This story shows that Oyeyemi doesn’t have to rely on fantasy or fairy tales to captivate. It’s straightforward realism-grounded, and it’s a lot of fun. The above quote is taken from a memo that serves as an invitation to Dayang (from “sorry”) and comes complete with wee conversations via footnotes between the senders. And that’s just the formal aspect of it.

It’s a battle-of-the-sexes story set at Cambridge University. It involves an elaborate scheme, and an eventual surrender. And, by the way, while it is fun, it hooks into a real issue: the boys read boy books and the girls read girl books, and through a surreptitious library swap, the girls discover, amidst the blossoming of a forbidden love and the possibility of peace, they… kind of like the boy books.
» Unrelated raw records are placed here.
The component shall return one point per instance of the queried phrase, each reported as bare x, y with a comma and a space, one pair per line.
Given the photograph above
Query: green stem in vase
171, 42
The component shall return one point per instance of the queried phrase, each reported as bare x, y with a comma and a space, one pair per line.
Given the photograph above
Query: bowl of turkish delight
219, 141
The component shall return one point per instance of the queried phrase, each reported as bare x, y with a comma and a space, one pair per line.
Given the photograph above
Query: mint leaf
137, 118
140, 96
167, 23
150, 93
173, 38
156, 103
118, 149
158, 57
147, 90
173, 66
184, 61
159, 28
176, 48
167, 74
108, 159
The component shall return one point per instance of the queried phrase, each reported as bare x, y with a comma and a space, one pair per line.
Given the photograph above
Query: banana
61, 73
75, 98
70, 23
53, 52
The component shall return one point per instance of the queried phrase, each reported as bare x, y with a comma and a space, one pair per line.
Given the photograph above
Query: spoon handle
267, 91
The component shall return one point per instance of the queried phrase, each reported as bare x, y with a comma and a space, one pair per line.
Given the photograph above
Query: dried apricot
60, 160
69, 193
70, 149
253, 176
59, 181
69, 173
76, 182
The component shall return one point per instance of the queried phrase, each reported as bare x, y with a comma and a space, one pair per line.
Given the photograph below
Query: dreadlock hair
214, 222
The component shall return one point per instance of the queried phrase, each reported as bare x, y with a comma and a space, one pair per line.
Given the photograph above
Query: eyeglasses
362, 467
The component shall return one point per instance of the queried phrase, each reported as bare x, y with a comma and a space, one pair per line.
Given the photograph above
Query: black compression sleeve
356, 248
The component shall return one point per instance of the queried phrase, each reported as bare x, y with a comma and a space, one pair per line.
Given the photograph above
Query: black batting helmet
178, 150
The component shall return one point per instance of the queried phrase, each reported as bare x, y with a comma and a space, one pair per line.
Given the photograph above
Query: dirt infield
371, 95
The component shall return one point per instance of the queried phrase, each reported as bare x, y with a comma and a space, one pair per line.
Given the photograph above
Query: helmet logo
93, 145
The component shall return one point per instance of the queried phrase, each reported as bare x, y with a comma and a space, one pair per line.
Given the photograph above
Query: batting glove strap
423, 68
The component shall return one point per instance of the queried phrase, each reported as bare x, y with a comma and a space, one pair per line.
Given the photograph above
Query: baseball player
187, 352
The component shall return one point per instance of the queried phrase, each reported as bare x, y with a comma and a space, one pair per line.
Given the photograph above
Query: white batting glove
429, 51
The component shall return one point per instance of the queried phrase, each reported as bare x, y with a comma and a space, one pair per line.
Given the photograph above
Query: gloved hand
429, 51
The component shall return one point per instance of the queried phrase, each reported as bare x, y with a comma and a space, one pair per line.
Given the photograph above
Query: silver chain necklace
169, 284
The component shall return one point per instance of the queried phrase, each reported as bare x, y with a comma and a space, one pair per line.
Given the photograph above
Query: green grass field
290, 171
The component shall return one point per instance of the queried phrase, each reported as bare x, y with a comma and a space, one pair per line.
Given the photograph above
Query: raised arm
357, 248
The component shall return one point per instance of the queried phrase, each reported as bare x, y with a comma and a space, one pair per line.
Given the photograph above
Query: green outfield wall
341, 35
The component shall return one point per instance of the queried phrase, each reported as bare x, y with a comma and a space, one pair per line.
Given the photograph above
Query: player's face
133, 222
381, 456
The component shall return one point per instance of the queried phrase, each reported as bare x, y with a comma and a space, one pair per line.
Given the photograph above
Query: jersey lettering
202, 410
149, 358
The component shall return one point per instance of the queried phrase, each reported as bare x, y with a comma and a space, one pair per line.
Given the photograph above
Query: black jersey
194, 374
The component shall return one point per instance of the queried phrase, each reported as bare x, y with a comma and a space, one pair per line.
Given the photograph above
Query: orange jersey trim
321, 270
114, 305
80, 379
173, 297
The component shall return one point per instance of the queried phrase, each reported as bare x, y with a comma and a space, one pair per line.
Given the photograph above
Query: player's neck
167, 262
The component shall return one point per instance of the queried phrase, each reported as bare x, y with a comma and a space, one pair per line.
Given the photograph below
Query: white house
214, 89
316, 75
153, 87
Well, Dornička met a wolf on Mount Radhošť.
Actually let’s try to speak of things as they are: It was not a wolf she met, but something that had recently consumed a wolf and was playing about with the remnants.

dornička and the st. martin’s day goose

So it starts off as Little Red Riding Hood, and then goes in a very different direction. And this, too, is a lot of fun. We’re in the Czech Republic now; Oyeyemi made her home in Prague for a time (and may still, I’m not sure). To say she writes diversely is an understatement.

As I was saying, I’m an inadequate son.

freddy barrandov checks . . . in?

Poor Freddy. His father was a master handyman, a legend at the Glissando, a hotel that might remind you of an Eagles’ song from the 70s. Freddy tries to step into his shoes, but really just isn’t that handy. So he sets himself to another task: breaking up a couple. As it happens, we’ve met the couple before, though they weren’t a couple then; in fact, in this story, a great many characters come together, some in mention, some in cameo, and a few more centrally. I’ll be honest: I have absolutely no idea what happened at the end. But instead of feeling unfinished, it feels more like having a lot of options.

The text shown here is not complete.